Javascript for Automation

app.includeStandardAdditions = true

function writeTextToFile(text, file, overwriteExistingContent) {
    try {

        // Convert the file to a string
        var fileString = file.toString()

        // Open the file for writing
        var openedFile = app.openForAccess(Path(fileString), { writePermission: true })

        // Clear the file if content should be overwritten
        if (overwriteExistingContent) {
            app.setEof(openedFile, { to: 0 })
        }

        // Write the new content to the file
        app.write(text, { to: openedFile, startingAt: app.getEof(openedFile) })

        // Close the file
        app.closeAccess(openedFile)

        // Return a boolean indicating that writing was successful
        return true
    }
    catch(error) {

        try {
            // Close the file
            app.closeAccess(file)
        }
        catch(error) {
            // Report the error is closing failed
            console.log(`Couldn't close file: ${error}`)
        }

        // Return a boolean indicating that writing was successful
        return false
    }
}

var text = "<?xml £"
var file = Path("Users/benfrearson/Desktop/text.txt")


writeTextToFile (text, file, true)

Solution

  • In AppleScript, you’d use write theText to theFile as «class utf8» to write UTF8-encoded text. You can’t do that in JXA as there’s no way to write raw AE codes.

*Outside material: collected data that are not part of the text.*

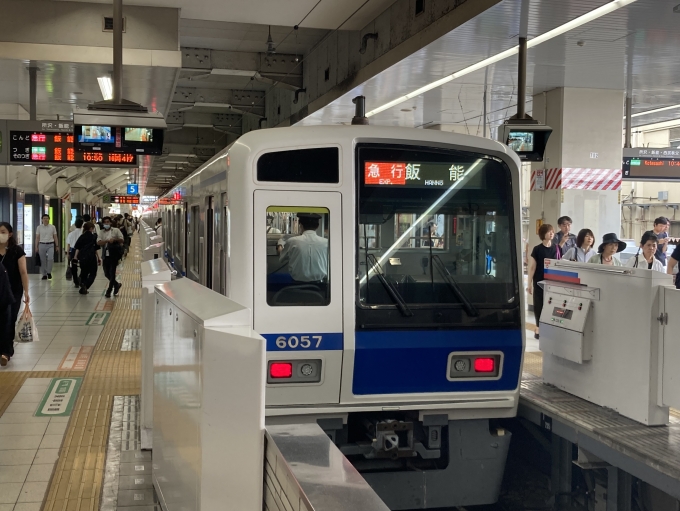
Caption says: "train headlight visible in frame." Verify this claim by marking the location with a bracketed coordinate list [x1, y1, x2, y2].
[300, 363, 314, 376]
[453, 359, 470, 372]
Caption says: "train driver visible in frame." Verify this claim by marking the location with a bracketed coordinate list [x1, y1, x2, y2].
[276, 213, 328, 284]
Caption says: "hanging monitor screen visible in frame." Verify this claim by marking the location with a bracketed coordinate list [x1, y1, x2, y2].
[506, 131, 534, 152]
[78, 126, 114, 143]
[74, 125, 164, 155]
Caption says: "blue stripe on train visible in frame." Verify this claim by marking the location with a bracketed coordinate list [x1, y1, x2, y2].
[353, 330, 523, 395]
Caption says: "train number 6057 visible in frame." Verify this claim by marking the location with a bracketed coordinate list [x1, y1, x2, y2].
[275, 335, 323, 349]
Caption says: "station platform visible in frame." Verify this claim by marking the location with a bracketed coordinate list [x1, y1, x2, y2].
[0, 238, 144, 511]
[520, 352, 680, 502]
[2, 237, 680, 510]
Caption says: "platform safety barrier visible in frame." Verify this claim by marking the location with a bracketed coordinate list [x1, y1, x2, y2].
[139, 258, 173, 449]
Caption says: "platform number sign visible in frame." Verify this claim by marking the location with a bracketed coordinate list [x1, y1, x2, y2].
[127, 183, 139, 195]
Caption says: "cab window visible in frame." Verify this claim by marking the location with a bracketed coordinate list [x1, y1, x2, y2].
[265, 207, 330, 306]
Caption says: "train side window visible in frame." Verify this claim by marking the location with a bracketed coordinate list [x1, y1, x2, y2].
[265, 206, 330, 306]
[257, 147, 339, 183]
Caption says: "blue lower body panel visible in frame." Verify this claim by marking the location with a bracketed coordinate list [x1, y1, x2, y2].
[353, 329, 522, 395]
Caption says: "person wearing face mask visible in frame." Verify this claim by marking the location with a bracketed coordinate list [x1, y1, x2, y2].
[625, 232, 665, 272]
[0, 222, 29, 366]
[526, 223, 559, 340]
[588, 233, 625, 265]
[97, 216, 125, 298]
[562, 229, 597, 262]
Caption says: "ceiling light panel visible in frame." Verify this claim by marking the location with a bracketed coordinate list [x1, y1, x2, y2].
[365, 0, 639, 117]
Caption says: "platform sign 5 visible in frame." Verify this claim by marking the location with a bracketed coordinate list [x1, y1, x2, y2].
[35, 378, 82, 417]
[128, 183, 139, 195]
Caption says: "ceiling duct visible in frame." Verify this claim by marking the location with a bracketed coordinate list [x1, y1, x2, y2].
[65, 168, 95, 184]
[47, 166, 69, 177]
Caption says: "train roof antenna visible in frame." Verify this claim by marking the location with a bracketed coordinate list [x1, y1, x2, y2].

    I generally recommend against JXA as it’s 1. buggy and crippled, and 2. abandoned. If you like JavaScript in general you’re far better off with Node. For application automation you’re best sticking to AppleScript: while it’s a crappy language and also moribund, at least it speaks Apple events right and has half-decent documentation and community support.

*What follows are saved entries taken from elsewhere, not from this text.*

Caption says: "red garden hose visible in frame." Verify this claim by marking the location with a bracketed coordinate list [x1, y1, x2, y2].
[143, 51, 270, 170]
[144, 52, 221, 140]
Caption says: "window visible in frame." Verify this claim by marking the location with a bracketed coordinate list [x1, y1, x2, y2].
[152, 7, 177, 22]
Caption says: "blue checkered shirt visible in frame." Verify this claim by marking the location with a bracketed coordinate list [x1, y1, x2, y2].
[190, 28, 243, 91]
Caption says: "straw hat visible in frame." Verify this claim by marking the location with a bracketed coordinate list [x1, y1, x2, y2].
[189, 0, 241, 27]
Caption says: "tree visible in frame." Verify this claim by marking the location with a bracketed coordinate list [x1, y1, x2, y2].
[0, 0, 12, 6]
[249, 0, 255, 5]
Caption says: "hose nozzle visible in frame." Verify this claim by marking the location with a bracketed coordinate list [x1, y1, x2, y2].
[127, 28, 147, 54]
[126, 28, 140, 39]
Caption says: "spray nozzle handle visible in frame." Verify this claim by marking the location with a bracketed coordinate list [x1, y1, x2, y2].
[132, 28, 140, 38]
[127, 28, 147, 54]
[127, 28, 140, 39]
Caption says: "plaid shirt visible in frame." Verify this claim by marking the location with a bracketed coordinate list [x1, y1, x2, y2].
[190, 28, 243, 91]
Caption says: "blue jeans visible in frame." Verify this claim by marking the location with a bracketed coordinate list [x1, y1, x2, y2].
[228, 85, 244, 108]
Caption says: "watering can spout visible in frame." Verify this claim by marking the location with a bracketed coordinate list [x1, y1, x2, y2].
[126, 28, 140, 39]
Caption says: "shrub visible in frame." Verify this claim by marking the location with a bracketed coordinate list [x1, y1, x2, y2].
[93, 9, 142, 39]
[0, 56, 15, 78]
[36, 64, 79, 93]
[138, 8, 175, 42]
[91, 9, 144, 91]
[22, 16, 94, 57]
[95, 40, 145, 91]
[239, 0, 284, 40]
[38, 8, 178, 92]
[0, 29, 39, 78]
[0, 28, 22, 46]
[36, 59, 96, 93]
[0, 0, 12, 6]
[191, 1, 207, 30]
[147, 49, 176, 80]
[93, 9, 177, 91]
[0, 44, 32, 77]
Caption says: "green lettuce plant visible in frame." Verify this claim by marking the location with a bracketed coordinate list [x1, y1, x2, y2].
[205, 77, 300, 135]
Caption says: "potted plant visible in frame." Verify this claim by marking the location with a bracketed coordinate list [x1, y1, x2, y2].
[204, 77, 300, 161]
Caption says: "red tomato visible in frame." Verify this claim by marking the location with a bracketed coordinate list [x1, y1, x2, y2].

    If you must use JXA, the only workaround is to write your UTF8 file via the Cocoa APIs instead. Though generating XML via string-mashing is evil and bug-prone anyway, so you’d probably be as well taking the opportunity to rewrite your code to use a proper XML API. (Again, with Node you’re spoiled for choice and the hardest part will be figuring which NPM libraries are robust and easy to use and which are junk. With AS/JXA, it’s either System Events’ XML Suite, which is slow, or Cocoa’s XML APIs, which are complex.)